Open mswoodburn opened 3 years ago
We need clearer examples for this term but not sure what those are: Current candidates:
If we're not sure on those 2 points by March 1, 2023, we'll move this out of version 1
From 26-Jan notes:
derivedCollection: to indicate if the record information can be used for accounting, eg. inventory, or if it will lead to double-counting
- Recipe required: This is a hard one to explain in the notes/examples of the class - we need to make sure there are some fairly chunky examples in the docs.
- What do we mean by this class - is it more of ‘this record is formed by the aggregation of object records’ OR ‘this record presents a collection as if it is a single entity, but it is actually held in lots of different places and this record is the product of combining those separate datasets together’

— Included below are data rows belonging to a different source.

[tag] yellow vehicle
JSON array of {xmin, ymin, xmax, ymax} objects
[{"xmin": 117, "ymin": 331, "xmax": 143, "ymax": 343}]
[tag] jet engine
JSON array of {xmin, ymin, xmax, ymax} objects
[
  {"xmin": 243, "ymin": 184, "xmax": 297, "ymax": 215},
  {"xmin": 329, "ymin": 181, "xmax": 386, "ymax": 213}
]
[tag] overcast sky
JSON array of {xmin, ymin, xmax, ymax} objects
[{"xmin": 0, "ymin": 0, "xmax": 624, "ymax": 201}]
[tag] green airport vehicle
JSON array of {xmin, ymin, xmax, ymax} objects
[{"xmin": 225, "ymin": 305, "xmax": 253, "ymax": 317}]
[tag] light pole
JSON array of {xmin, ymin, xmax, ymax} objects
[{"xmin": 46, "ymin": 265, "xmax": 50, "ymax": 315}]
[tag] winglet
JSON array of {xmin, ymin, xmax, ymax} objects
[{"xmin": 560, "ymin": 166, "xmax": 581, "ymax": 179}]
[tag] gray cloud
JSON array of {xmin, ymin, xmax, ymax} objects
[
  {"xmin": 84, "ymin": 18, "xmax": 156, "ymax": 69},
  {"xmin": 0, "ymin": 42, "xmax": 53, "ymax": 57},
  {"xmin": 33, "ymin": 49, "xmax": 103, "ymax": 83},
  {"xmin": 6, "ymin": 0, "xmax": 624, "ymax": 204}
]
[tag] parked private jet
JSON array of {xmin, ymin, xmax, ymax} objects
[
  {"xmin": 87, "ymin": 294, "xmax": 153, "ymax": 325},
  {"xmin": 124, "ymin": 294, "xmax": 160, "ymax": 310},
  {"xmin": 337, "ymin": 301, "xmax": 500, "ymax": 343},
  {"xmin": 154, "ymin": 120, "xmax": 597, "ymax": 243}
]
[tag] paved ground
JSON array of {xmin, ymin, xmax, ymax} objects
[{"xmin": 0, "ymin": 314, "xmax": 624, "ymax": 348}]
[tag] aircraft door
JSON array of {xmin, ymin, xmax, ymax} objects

Rooting around a bit, I think this came from (or was inspired by) the original NCD term ncd:derivedCollection (description: A "derived" collection record. The record has been derived from a query on an item-level database e.g. all items from Australia.).
So, referencing the notes above, I think ‘this record is formed by the aggregation of object records’ was the original intention. If we mean it that way, it might be be useful for implying a few things:
In terms of examples, this might be used for LtC records that have been derived from clustering occurrence records in e.g. GBIF, to represent national collections, thematic collections based on taxa, collectors, geographic origin, stratigraphy etc or combinations thereof? Similar uses maybe on CMS data within institutions. There might be an argument to say, why bother with an LtC record when the data can just be aggregated on the fly?, but it's potentially useful for scenarios where we want to share the summary collection data without having to provide all of the source data, or reducing the compute overhead of needing to carry out on-the-fly aggregations from source each time a summary is needed. Also provides a record to attach group-level PIDs and metadata to.
Going back to the notes above, I'm not sure isDerivedCollection has a bearing on double-counting, as the isDistinctObjects property in the CollectionDescriptionScheme class is intended to handle that?
The ‘this record presents a collection as if it is a single entity, but it is actually held in lots of different places and this record is the product of combining those separate datasets together’ use case is also a bit different, I think. Can possibly be handled by linking multiple institutions (OrganisationalUnits) to the same ObjectGroup in an LtC record to show that it's not all physically co-located? There is also the option of having an ObjectGroup for each institution (e.g. 'NHM Darwin Finches', 'FM Darwin Finches', ...) and grouping them under the same CollectionDescriptionScheme, and could also have a top level 'Darwin Finches' ObjectGroup which is related (e.g. derived_from) to the institutional ObjectGroups using the ResourceRelationship class.